Interlinked Sister Chromosomes Arise in the Absence of Condensin during Fast Replication in B. subtilis

Condensin—an SMC-kleisin complex—is essential for efficient segregation of sister chromatids in eukaryotes [ 1–4]. In Escherichia coli and Bacillus subtilis, deletion of condensin subunits results in severe growth phenotypes and the accumulation of cells lacking nucleoids [ 5, 6]. In many other bacteria and under slow growth conditions, however, the reported phenotypes are much milder or virtually absent [ 7–10]. This raises the question of what role prokaryotic condensin might play during chromosome segregation under various growth conditions. In B. subtilis and Streptococcus pneumoniae, condensin complexes are enriched on the circular chromosome near the single origin of replication by ParB proteins bound to parS sequences [ 11, 12]. Using conditional alleles of condensin in B. subtilis, we demonstrate that depletion of its activity results in an immediate and severe defect in the partitioning of replication origins.
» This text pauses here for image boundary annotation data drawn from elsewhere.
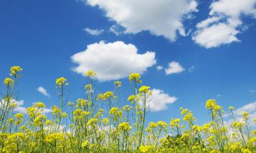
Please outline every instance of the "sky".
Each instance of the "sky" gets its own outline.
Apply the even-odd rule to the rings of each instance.
[[[147,122],[179,118],[188,108],[202,124],[207,99],[256,117],[255,0],[44,0],[0,1],[0,80],[23,69],[17,87],[22,112],[33,103],[59,105],[84,97],[84,73],[98,73],[97,92],[141,75],[153,91]],[[3,86],[0,86],[1,91]],[[228,120],[228,119],[227,119]]]

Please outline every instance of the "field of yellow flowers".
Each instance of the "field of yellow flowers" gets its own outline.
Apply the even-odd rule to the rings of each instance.
[[[242,120],[233,116],[230,124],[223,119],[221,106],[214,99],[205,108],[212,120],[203,125],[195,124],[195,118],[188,109],[180,108],[181,118],[169,123],[151,122],[145,124],[150,103],[150,87],[142,86],[138,73],[129,81],[132,95],[126,105],[119,105],[121,82],[115,82],[114,91],[95,95],[92,71],[85,75],[85,99],[76,103],[66,101],[68,86],[64,78],[56,80],[59,105],[52,106],[51,117],[43,113],[46,105],[38,102],[27,109],[27,114],[15,114],[15,88],[23,69],[10,69],[10,78],[3,81],[5,90],[0,103],[0,152],[159,152],[159,153],[255,153],[256,131],[251,131],[249,114]],[[102,103],[108,109],[101,108]]]

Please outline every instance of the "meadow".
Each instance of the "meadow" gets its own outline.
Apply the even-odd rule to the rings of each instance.
[[[10,78],[3,80],[5,90],[0,97],[0,152],[142,152],[142,153],[253,153],[256,152],[256,131],[252,131],[250,115],[242,118],[233,114],[230,124],[226,114],[214,99],[205,102],[212,118],[195,124],[191,111],[180,108],[179,118],[169,122],[145,124],[152,92],[143,86],[139,73],[130,74],[130,96],[127,105],[119,105],[121,82],[113,82],[113,91],[96,95],[96,73],[85,75],[84,99],[67,101],[68,80],[57,78],[55,86],[59,105],[51,106],[50,116],[44,114],[46,105],[38,102],[27,108],[27,114],[14,111],[16,87],[22,78],[22,68],[11,67]],[[54,86],[54,84],[53,84]],[[102,109],[107,105],[107,109]]]

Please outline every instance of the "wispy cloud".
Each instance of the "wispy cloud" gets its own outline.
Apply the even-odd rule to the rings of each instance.
[[[104,33],[103,29],[91,29],[89,28],[85,28],[84,29],[87,33],[91,35],[99,35]]]
[[[39,92],[40,92],[44,96],[46,96],[48,98],[51,98],[50,94],[47,92],[47,90],[45,88],[44,88],[44,87],[40,86],[36,89],[36,90],[38,90]]]
[[[184,71],[185,69],[177,62],[172,61],[169,63],[169,67],[165,69],[167,75],[173,73],[179,73]]]
[[[164,69],[164,67],[162,66],[160,66],[160,65],[156,67],[157,70],[161,70],[161,69]]]

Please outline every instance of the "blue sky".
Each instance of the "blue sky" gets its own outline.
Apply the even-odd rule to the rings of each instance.
[[[23,107],[36,101],[57,105],[55,81],[61,76],[70,83],[69,101],[83,97],[87,80],[79,73],[94,68],[102,75],[99,92],[113,90],[115,80],[124,82],[124,104],[132,94],[129,72],[142,73],[143,84],[160,90],[156,99],[165,107],[155,108],[147,120],[180,117],[182,106],[201,124],[209,119],[204,109],[208,99],[256,116],[255,1],[1,1],[0,80],[10,67],[23,69],[17,97]],[[124,60],[129,56],[133,63]],[[175,64],[169,67],[171,62]],[[113,69],[117,73],[111,75]],[[51,98],[36,90],[40,86]]]

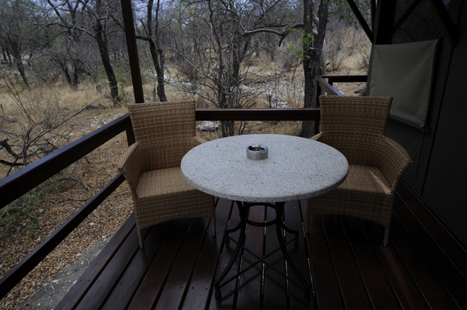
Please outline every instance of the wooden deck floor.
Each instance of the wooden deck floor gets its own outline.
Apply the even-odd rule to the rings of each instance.
[[[185,219],[145,232],[139,250],[132,215],[70,290],[56,309],[448,309],[467,307],[467,254],[408,193],[397,199],[390,245],[381,246],[383,227],[352,217],[312,217],[309,236],[292,258],[312,281],[312,299],[260,264],[221,288],[212,284],[233,252],[223,233],[238,222],[237,208],[220,199],[218,234],[207,219]],[[304,201],[287,203],[286,224],[302,227]],[[265,207],[250,209],[255,221],[272,218]],[[249,227],[246,243],[262,255],[277,247],[274,227]],[[245,253],[237,270],[253,258]],[[270,259],[286,271],[282,254]],[[232,271],[233,273],[233,271]]]

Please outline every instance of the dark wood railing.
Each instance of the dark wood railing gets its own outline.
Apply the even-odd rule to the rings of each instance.
[[[196,110],[197,121],[318,121],[316,109],[203,109]],[[60,148],[52,154],[0,180],[0,208],[7,205],[83,156],[126,131],[128,144],[134,142],[129,114],[125,114]],[[49,253],[108,197],[123,181],[118,174],[62,226],[0,279],[3,298]]]
[[[317,76],[316,77],[318,84],[316,85],[316,107],[319,107],[319,96],[321,90],[326,92],[330,96],[343,96],[344,94],[333,87],[334,82],[339,83],[357,83],[367,82],[368,76]],[[326,81],[328,80],[328,81]]]

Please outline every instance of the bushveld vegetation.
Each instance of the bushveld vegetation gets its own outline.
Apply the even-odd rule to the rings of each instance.
[[[367,68],[370,44],[340,1],[132,5],[146,102],[193,98],[206,108],[313,107],[314,75]],[[359,6],[368,11],[367,3]],[[126,112],[134,98],[123,29],[120,1],[0,0],[0,178]],[[349,95],[355,90],[335,86]],[[309,136],[312,128],[225,121],[217,131],[200,134]],[[115,176],[114,160],[125,144],[123,135],[116,137],[0,210],[0,276]],[[47,263],[69,264],[93,239],[117,229],[131,212],[129,201],[127,189],[119,189],[0,307],[19,307],[40,283],[52,280],[57,270],[46,271]],[[88,241],[77,241],[82,238]]]

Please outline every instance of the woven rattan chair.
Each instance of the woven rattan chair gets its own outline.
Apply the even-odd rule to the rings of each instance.
[[[182,176],[183,155],[203,141],[196,136],[195,102],[139,103],[128,107],[136,143],[122,155],[118,169],[133,198],[139,246],[144,228],[170,220],[210,217],[216,232],[214,197]]]
[[[412,163],[405,150],[384,136],[392,97],[321,96],[321,132],[311,138],[340,151],[349,174],[339,187],[309,198],[306,230],[311,215],[336,214],[369,220],[389,236],[394,194]]]

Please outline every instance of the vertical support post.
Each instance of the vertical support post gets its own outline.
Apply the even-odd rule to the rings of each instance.
[[[141,79],[141,71],[139,71],[138,46],[137,45],[136,35],[134,32],[132,1],[131,0],[121,0],[121,4],[122,13],[123,15],[123,24],[125,25],[125,34],[127,38],[127,47],[128,47],[129,68],[132,71],[132,81],[133,82],[134,102],[136,103],[143,103],[144,102],[144,95],[143,93],[143,83]],[[129,140],[128,142],[129,143]]]
[[[376,0],[371,0],[371,31],[374,33],[374,18],[376,15]]]
[[[376,3],[374,44],[388,44],[393,41],[397,0],[379,0]]]
[[[319,96],[321,95],[321,86],[316,81],[316,107],[319,107]]]

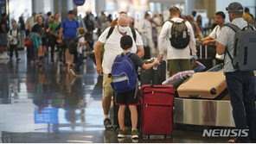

Multiple copies of the chromosome remain unsegregated at or near the origin of replication. Surprisingly, the growth and chromosome segregation defects in rich medium are suppressed by a reduction of replication fork velocity but not by partial inhibition of translation or transcription. Prokaryotic condensin likely prevents the formation of sister DNA interconnections at the replication fork or promotes their resolution behind the fork.

Gruber et al. show that conditional inactivation of prokaryotic condensin in B. subtilis results in immediate and severe defects in chromosome segregation under conditions promoting fast growth. The separation of replication origins is blocked in the absence of Smc-ScpAB but can be rescued by artificial reduction of replication fork speed.